Republicans Dabble With Class Warfare
It’s class warfare time in American politics again. And whenever that banner is unfurled, you can sure bet that the fight over unions and their powers will be all around us.
Organized labor is in a deepening period of upheaval. How we earn our livings has for a couple of decades been changing in ways at least as fundamental as in the great industrialization at the turn of the previous century—the one that produced the original labor movement. Now the pandemic is juicing the pace of change. After long understanding “work” as a place, employers and employees are learning what is possible in a world without cubicles and time clocks.
In 2020, just 6.1 percent of workers outside of the government were union members according to the Bureau of Labor Statistics. That’s up a tenth of a point from the previous year, but only because total employment dropped so terribly. As the employment market continues to pick up, the 428,000 higher-priced union jobs lost last year will undoubtedly be restored more slowly than most of the 9.6 million jobs erased in 2020. Of course, unions for government workers continue to chug on. Public-employee unions covered 34.8 percent of the nation’s government workforce in 2020, with county and municipal jurisdictions leading the way.

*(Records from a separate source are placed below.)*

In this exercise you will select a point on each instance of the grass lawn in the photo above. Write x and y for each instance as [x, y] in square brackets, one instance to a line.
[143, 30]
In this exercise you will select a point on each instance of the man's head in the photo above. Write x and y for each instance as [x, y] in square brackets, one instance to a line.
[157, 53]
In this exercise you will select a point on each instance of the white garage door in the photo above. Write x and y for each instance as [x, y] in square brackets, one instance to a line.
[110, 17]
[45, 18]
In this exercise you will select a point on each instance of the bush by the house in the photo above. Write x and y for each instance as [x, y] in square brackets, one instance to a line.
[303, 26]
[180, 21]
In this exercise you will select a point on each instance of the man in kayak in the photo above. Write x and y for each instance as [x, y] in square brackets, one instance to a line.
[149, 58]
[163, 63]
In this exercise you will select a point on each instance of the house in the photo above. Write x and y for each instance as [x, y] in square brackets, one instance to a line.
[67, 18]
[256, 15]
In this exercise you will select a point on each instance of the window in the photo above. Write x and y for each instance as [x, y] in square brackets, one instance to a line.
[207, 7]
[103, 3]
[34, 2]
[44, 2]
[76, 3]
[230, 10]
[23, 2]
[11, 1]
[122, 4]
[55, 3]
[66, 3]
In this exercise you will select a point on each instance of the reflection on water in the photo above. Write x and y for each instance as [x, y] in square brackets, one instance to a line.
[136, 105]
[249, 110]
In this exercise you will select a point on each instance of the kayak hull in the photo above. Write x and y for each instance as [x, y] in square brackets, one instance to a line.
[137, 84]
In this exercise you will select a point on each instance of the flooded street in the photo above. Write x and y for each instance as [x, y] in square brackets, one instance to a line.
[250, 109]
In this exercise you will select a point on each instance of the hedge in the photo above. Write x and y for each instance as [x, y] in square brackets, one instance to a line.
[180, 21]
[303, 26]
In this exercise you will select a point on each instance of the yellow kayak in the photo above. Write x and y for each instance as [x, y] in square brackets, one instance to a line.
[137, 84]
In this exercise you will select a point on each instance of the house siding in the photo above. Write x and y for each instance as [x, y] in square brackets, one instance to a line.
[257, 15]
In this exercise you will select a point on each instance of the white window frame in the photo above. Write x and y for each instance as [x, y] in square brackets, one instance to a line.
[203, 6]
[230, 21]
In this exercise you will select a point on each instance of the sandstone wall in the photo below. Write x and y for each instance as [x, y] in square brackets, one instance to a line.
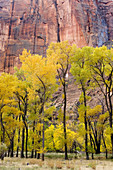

After successive rounds of stimulus spending, the 7.2-million-member unionized government workforce is certain to grow this year.
We all know about this dynamic. By securing the rights and protections sought for workers over the past century, the American labor movement burned itself out. With the 40-hour workweek, occupational safety laws, equal opportunity hiring, and other goals met, workers became less and less willing to fork over 3 percent of their paychecks for the privilege of union membership. Private-sector employers also learned it is cheaper and easier to pay workers more and increase benefits to avoid unionization and the encumbrances of contracts. Meanwhile, government worker unions grew in size and power in cooperation with local and state officials whom unions support with contributions, manpower, and votes.